You could be the one who changes everything for our 26 million members as a clinical professional on our Medical Management/Health Services team. Centene is a diversified, national organization offering competitive benefits including a fresh perspective on workplace flexibility.
Position Purpose: The Utilization Review (UM) Clinician (LPN) performs clinical reviews to assess medical necessity of a broad range of outpatient and inpatient services, while maintaining compliance with all regulatory requirements.
Interfaces with medical directors, and both internal and external stakeholders, with regard to coverage for services, contract benefits and alternate resources available.
This position interfaces frequently with treating providers in the gathering of clinical information and may also provide education on the medical review process.
The Utilization Management clinician (LPN) makes coverage decisions based on specific criteria including Milliman.
Frequently collaborates with Fidelis medical directors in determining coverage of requested services.
Interacts with members to assist with accessing appropriate resources for requested services.

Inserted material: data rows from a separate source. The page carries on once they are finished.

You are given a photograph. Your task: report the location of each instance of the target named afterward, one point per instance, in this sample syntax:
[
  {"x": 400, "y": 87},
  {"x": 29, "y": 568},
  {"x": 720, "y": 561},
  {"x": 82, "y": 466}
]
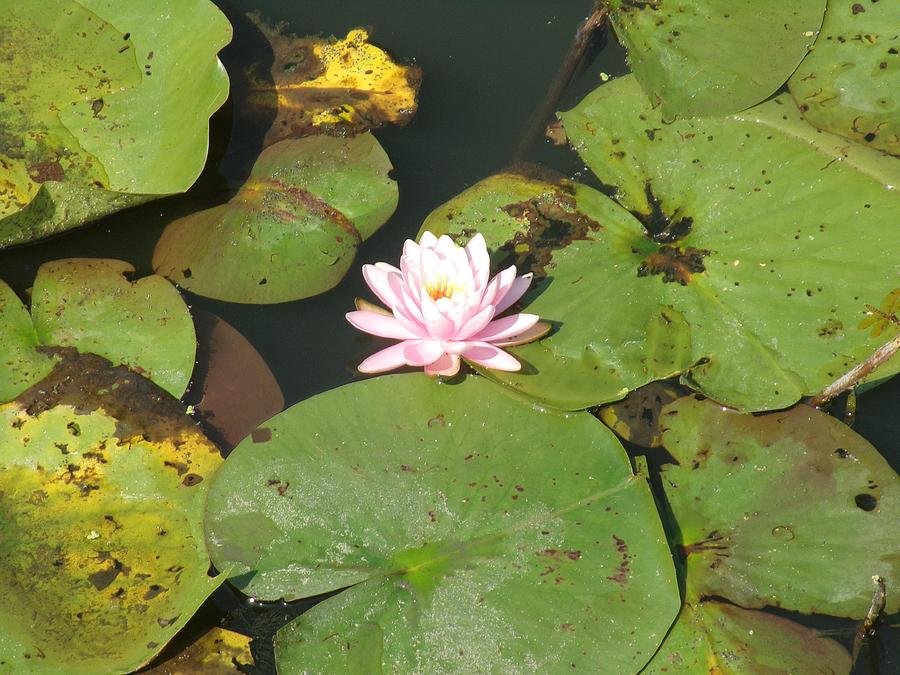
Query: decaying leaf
[
  {"x": 332, "y": 86},
  {"x": 216, "y": 652},
  {"x": 103, "y": 481}
]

Education/Experience: Associate’s degree preferred; Bachelors Degree preferred. 1-3 years Utilization Review experience preferred. Managed care experience preferred
License/Certification: NYS LPN License Required
Our Comprehensive Benefits Package: Flexible work solutions including remote options, hybrid work schedules and dress flexibility, Competitive pay, Paid time off including holidays, Health insurance coverage for you and your dependents, 401(k) and stock purchase plans, Tuition reimbursement and best-in-class training and development.
Centene is an equal opportunity employer that is committed to diversity, and values the ways in which we are different. All qualified applicants will receive consideration for employment without regard to race, color, religion, sex, sexual orientation, gender identity, national origin, disability, veteran status, or other characteristic protected by applicable law.
TITLE: Utilization Management Clinician LPN-2
LOCATION: Latham, New York
REQNUMBER: 1365196
I prioritize my workload by assessing the urgency of each case and considering the potential impact on patient care.
As Utilization Management Nurses, we coordinate the medical services provided by the facility. We make concise documentation of benefit management programs. We review the clinical information of patients. Monitoring the staff members of the facility is a duty of ours. We identify ways to prevent complications. We maintain clear, updated records of patient interactions. Utilization Management Nurses ensure that health care services are implemented effectively. We constantly review the treatment files of patients. We ensure that only the necessary procedures are administered. Determining the right amount of hospital stays is part of our duties.